2016年8月8日、天皇陛下はビデオメッセージを発表しました。陛下は「次第に進む身体の衰えを考慮する時、これまでのように、全身全霊をもって象徴の務めを果たしていくことが、難しくなるのではないかと案じています」などと述べ、退位を望む気持ちを強くにじませました。

これを受けて政府は有識者会議を設けました。有識者会議が行った専門家16人へのヒアリングでは、そもそも陛下の退位に反対する意見も多く出されました。また、陛下の退位を認める専門家の間でも、皇室に関する法律である「皇室典範」を改正して恒久的な制度にすべきという意見から、特例法で今の陛下に限って対応するという意見まで幅広い意見が出されました。
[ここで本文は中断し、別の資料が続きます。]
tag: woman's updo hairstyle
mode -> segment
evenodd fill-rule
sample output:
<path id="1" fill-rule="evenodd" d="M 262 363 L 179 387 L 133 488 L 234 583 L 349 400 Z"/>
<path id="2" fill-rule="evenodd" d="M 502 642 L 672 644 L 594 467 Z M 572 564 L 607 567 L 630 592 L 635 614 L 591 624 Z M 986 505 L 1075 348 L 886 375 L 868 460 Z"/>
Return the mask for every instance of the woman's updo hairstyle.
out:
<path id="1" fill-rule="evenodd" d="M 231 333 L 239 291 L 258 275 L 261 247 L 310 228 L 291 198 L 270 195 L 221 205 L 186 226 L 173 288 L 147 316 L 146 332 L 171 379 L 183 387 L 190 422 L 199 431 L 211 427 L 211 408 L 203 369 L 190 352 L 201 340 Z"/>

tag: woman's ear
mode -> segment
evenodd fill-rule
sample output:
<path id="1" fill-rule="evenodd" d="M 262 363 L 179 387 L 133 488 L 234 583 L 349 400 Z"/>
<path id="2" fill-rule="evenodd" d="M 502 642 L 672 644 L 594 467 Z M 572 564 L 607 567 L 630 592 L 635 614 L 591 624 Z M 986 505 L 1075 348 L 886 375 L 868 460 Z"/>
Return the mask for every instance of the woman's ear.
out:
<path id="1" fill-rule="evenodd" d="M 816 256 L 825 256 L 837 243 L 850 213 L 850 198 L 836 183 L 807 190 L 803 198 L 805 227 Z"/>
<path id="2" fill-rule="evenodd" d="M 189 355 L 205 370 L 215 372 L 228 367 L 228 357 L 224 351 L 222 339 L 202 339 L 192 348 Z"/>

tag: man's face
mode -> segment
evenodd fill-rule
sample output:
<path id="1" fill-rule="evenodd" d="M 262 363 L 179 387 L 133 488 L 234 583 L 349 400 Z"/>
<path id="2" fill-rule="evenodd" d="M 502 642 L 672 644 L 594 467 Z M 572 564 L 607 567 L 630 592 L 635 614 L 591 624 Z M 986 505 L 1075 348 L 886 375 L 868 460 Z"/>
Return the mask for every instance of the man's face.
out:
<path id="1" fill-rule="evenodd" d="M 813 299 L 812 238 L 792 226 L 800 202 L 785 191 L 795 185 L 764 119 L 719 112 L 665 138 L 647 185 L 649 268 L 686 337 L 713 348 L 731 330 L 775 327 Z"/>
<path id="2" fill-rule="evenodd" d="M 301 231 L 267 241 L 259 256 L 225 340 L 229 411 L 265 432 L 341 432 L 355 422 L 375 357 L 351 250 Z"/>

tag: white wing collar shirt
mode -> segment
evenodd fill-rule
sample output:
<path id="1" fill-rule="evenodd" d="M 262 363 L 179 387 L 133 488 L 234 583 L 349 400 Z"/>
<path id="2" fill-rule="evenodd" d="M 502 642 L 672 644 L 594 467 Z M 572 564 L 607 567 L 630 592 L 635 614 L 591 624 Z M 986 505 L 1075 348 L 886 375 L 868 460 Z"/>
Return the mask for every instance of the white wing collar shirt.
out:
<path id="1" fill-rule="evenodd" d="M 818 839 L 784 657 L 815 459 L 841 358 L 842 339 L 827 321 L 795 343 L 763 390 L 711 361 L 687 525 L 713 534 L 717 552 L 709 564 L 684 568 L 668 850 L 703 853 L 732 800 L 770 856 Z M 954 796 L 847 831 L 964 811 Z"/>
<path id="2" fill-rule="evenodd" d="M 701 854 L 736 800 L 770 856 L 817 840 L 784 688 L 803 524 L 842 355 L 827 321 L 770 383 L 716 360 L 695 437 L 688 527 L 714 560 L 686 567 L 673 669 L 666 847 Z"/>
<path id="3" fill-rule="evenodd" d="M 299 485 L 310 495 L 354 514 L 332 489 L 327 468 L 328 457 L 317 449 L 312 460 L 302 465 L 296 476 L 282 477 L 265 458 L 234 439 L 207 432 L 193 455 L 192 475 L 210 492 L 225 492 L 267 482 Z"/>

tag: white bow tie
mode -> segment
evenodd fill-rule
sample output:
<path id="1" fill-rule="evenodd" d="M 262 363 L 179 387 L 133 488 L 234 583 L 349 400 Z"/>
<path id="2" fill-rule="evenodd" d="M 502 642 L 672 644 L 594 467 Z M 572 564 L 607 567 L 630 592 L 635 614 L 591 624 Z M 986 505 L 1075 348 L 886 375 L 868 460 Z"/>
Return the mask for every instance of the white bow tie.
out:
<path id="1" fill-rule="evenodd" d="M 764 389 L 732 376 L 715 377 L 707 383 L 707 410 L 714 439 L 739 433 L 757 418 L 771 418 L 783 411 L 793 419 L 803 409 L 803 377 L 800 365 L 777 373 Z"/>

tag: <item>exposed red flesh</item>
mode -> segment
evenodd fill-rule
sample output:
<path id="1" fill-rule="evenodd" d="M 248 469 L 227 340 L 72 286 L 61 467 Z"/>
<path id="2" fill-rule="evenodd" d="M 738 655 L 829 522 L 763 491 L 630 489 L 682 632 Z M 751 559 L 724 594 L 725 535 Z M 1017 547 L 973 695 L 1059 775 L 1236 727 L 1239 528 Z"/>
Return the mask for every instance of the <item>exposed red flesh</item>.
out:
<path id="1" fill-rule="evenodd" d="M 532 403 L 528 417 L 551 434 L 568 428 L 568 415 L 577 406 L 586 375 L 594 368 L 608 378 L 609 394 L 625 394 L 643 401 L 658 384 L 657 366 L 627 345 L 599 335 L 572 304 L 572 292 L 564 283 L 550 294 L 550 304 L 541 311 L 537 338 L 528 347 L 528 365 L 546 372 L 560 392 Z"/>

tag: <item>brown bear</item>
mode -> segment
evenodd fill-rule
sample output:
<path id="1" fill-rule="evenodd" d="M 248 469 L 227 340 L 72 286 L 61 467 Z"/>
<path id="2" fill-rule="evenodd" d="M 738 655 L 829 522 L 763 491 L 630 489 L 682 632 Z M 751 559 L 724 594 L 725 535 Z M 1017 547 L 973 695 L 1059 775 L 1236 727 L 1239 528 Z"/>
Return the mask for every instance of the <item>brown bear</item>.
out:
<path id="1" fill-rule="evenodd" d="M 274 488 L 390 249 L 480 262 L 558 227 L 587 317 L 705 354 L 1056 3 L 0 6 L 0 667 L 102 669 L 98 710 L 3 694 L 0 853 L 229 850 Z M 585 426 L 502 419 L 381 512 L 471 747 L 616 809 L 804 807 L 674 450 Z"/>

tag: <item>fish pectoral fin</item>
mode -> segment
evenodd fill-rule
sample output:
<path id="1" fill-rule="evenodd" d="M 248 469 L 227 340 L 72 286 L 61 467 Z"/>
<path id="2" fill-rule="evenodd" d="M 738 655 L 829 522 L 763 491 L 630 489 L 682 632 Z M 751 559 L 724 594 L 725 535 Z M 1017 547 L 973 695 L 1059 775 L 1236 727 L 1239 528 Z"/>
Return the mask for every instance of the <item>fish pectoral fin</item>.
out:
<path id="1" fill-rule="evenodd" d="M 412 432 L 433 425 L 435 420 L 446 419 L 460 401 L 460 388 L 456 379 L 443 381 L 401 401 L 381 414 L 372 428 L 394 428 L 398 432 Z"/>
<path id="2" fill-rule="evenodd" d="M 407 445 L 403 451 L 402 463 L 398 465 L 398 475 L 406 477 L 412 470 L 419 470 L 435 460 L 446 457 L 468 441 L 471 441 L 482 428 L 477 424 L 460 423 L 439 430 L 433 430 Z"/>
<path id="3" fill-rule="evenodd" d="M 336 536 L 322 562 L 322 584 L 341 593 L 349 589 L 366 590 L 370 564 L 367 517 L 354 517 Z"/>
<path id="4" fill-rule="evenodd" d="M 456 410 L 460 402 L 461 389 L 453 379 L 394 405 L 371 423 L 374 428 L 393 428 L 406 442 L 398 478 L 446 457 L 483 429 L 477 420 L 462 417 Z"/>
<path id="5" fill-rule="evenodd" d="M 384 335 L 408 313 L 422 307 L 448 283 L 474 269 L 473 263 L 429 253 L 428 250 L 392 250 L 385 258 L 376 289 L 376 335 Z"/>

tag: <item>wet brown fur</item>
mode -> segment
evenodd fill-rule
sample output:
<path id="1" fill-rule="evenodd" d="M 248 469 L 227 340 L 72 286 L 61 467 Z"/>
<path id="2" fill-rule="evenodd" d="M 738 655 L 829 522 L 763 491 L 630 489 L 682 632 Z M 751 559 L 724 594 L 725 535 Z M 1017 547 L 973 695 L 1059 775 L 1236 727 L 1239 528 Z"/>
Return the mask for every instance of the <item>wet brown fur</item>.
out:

有識者会議は2017年1月にも論点整理を示し、春にも政府に提言を行う予定です。提言は、今の陛下1代に限り特例法で退位を実現させる方向になると見られており、政府もこの方針で対応するとみられています。一方で、野党・民進党は、皇室典範の改正による恒久的な制度を作るべきとの党の見解をまとめました。

今後与野党による協議の場が設けられる見通しですが、意見が対立する中で政争の具とせずに議論を進めることができるか、行方が注目されます。